Monday, July 09, 2012

Flores-Lopez v. Holder (9th Cir. - July 9, 2012)

We've got to resolve cases like this faster.

It's a immigration (removal) case.  The Petitioner (Flores-Lopez) resisted a police officer, and the question is whether that's a "crime of violence" that gets him deported.

The correct answer to that question is not crystal clear.  So it takes several hearings before the immigration judge, and two trips to the BIA, before we receive the BIA's final answer.  Those administrative proceedings last from 2007 to 2008.

The present appeal to the Ninth Circuit has an 08- docket number.  And gets resolved in the summer of 2012.

That's way too long.  Especially when, as here, the Ninth Circuit decides to remand to the BIA yet again.
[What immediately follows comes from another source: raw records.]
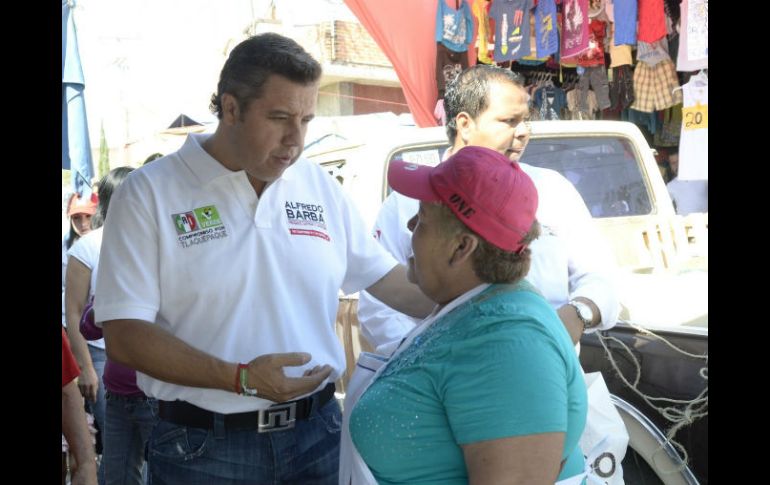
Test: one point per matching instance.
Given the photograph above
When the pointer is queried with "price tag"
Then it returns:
(695, 117)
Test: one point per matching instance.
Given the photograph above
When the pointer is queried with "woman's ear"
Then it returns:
(465, 244)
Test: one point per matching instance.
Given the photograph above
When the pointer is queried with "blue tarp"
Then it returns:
(76, 147)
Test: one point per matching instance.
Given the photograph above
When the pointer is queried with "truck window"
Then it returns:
(603, 169)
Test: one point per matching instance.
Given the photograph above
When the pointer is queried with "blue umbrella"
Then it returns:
(76, 147)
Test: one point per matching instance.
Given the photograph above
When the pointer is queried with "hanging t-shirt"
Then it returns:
(652, 20)
(511, 29)
(574, 31)
(547, 34)
(624, 13)
(694, 140)
(448, 65)
(594, 55)
(693, 36)
(454, 28)
(549, 101)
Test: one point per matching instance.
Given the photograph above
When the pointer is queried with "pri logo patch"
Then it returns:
(198, 226)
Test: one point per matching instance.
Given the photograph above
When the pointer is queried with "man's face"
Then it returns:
(673, 162)
(503, 126)
(269, 136)
(430, 252)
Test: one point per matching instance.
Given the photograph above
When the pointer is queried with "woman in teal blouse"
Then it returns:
(488, 389)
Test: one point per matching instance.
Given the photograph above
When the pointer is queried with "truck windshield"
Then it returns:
(603, 169)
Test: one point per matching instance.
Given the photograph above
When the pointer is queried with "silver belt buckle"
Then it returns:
(277, 418)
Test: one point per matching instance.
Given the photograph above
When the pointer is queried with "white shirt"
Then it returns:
(190, 247)
(86, 250)
(569, 259)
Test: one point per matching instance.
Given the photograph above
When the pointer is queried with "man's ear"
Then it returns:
(465, 125)
(230, 109)
(465, 245)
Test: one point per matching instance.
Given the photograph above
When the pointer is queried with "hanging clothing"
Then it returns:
(620, 55)
(549, 101)
(511, 28)
(653, 86)
(694, 141)
(547, 33)
(624, 14)
(621, 88)
(448, 65)
(594, 55)
(481, 12)
(574, 30)
(533, 59)
(652, 20)
(573, 105)
(596, 76)
(693, 36)
(454, 28)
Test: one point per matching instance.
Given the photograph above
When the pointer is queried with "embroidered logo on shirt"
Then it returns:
(198, 226)
(305, 214)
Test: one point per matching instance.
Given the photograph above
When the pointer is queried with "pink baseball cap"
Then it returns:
(80, 205)
(488, 192)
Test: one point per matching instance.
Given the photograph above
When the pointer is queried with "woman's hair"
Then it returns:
(107, 186)
(490, 263)
(72, 236)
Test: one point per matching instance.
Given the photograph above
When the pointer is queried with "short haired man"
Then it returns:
(73, 421)
(219, 274)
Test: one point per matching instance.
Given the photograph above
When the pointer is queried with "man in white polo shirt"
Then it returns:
(218, 282)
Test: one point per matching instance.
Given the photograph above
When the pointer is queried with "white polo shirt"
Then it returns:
(189, 246)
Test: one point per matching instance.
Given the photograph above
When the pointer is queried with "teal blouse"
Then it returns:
(499, 365)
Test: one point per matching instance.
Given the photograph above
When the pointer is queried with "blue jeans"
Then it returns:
(98, 358)
(308, 454)
(129, 423)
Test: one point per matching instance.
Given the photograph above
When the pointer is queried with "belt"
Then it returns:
(277, 417)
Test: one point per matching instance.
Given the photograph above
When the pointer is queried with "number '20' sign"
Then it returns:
(695, 117)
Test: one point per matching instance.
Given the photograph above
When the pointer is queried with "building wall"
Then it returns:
(353, 44)
(374, 99)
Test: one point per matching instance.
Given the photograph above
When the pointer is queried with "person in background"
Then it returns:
(129, 414)
(74, 424)
(219, 279)
(152, 157)
(488, 389)
(80, 285)
(571, 264)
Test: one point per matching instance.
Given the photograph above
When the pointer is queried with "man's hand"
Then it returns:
(267, 376)
(88, 383)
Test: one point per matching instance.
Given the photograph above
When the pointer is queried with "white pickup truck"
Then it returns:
(662, 280)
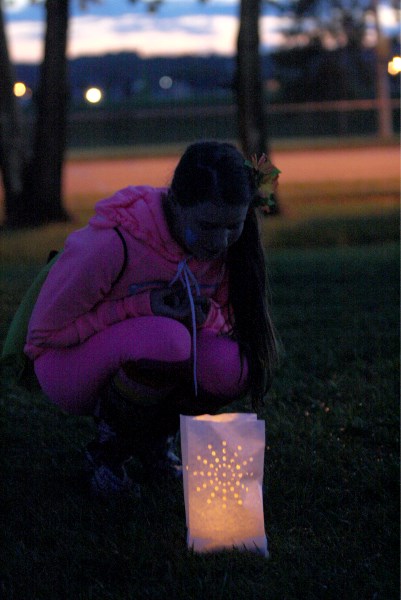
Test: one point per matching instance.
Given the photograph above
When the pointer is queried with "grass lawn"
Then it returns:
(331, 469)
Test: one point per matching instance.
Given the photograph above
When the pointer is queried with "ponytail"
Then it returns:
(252, 326)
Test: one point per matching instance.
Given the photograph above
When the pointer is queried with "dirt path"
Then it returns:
(101, 177)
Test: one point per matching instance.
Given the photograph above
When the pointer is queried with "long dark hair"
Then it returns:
(216, 171)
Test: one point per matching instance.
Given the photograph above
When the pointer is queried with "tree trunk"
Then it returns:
(251, 118)
(11, 147)
(249, 88)
(43, 183)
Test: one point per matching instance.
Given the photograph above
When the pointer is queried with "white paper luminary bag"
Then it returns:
(223, 460)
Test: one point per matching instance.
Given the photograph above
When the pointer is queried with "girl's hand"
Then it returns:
(174, 303)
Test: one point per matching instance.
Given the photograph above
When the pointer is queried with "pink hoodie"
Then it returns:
(78, 299)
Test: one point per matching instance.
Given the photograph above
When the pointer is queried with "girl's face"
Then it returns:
(206, 230)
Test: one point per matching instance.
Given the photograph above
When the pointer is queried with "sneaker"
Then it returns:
(162, 461)
(107, 480)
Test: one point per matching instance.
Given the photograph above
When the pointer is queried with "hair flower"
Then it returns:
(266, 179)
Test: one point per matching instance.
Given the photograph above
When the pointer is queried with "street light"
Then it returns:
(394, 66)
(20, 89)
(93, 95)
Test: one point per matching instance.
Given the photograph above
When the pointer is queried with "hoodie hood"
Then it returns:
(139, 210)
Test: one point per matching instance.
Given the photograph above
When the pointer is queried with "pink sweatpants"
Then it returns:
(72, 377)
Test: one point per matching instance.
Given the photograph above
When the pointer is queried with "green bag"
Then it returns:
(13, 349)
(12, 356)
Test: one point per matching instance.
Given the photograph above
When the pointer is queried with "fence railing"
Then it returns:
(157, 125)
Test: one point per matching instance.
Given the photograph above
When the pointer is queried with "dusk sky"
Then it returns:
(178, 27)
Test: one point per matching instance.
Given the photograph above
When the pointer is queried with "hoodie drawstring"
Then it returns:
(187, 278)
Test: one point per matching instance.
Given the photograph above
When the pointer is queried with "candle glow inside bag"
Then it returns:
(223, 460)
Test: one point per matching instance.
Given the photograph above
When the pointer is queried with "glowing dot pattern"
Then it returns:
(224, 479)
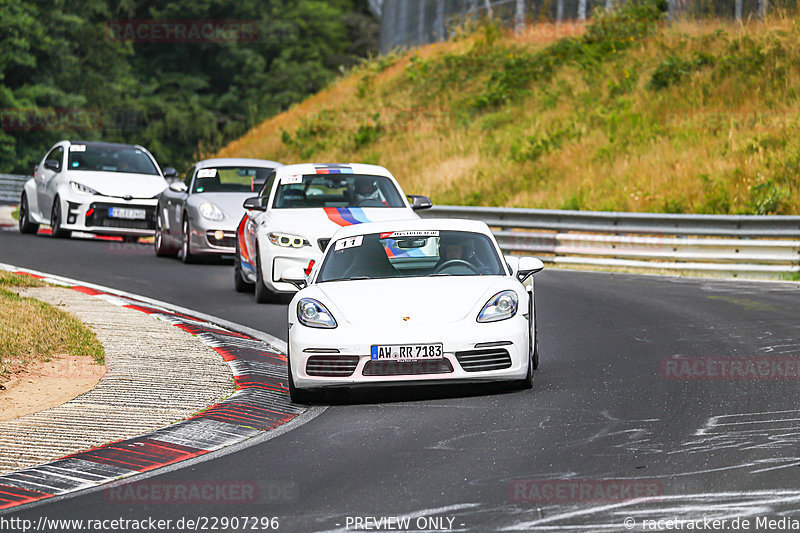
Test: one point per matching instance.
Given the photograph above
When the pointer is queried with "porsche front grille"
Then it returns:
(331, 365)
(396, 368)
(483, 360)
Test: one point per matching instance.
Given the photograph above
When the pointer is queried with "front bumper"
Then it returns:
(94, 215)
(343, 353)
(213, 238)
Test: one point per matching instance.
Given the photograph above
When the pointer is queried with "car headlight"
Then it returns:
(314, 315)
(82, 189)
(501, 306)
(211, 211)
(287, 241)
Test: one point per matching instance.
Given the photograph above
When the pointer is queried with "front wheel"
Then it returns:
(533, 351)
(25, 224)
(298, 395)
(56, 221)
(239, 281)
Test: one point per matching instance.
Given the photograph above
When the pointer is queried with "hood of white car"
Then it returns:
(120, 184)
(432, 300)
(229, 202)
(320, 223)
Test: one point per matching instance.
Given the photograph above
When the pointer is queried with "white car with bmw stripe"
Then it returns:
(101, 188)
(426, 301)
(298, 210)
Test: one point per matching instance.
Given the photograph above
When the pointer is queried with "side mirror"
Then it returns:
(255, 204)
(419, 202)
(528, 266)
(513, 263)
(296, 276)
(178, 186)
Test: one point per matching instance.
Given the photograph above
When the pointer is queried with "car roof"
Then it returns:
(107, 144)
(333, 168)
(237, 161)
(422, 224)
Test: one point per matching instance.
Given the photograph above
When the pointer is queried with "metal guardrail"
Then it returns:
(730, 245)
(11, 187)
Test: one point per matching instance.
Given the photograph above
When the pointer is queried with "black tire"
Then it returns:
(25, 224)
(186, 242)
(263, 294)
(55, 221)
(159, 244)
(239, 281)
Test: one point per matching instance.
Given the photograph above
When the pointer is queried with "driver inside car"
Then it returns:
(365, 189)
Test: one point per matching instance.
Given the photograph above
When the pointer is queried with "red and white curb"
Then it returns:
(260, 404)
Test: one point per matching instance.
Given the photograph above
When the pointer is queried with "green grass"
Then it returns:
(626, 113)
(31, 330)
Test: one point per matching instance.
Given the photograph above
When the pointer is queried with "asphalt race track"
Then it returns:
(612, 409)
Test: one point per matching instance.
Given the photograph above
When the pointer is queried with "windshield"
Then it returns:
(336, 190)
(230, 179)
(411, 254)
(110, 158)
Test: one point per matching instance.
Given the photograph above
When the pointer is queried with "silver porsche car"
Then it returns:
(199, 215)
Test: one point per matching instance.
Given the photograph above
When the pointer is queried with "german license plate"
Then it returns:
(407, 352)
(125, 212)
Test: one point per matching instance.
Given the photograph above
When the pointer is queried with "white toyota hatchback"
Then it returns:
(101, 188)
(298, 210)
(402, 302)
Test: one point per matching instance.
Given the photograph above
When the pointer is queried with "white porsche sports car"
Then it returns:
(425, 301)
(298, 210)
(102, 188)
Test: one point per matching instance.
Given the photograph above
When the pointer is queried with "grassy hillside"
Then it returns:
(626, 113)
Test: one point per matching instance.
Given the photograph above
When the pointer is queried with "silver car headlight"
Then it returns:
(501, 306)
(313, 314)
(211, 211)
(82, 189)
(287, 241)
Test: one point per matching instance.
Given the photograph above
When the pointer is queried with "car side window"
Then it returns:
(57, 153)
(187, 179)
I looked at the docket sheet.  The only marginal complexity in the case was a motion to remand -- a motion that was denied.  That shouldn't cause an immigration appeal to take nearly four years.

The delay was not largely the panel's fault.  The oral argument was in February 2012 and the opinion was issued in July 2012.  That's not an excessively long delay to craft a published opinion.

But the briefs were completed in February 2010.  Taking two additional years until oral argument for a case that has already been pending since 2008 is too much.  There's got to -- or at least should -- be a process in which cases with low docket numbers are expedited.  Especially when, as here, they're time-sensitive matters in which delay constitutes a substantial downside itself.

It's even worse in this particular case, because the Ninth Circuit ends up doing exactly what the United States asked it to do over three years ago when it filed a motion to remand the case to the BIA.  A motion that the Appellate Administrator denied and then the Motions Panel similarly denied.

Sometimes that happens.  Occasionally there's nothing one can do about that.

But one can try one's hardest to make sure that appeals don't linger for four years.  And that, sadly, did not happen here.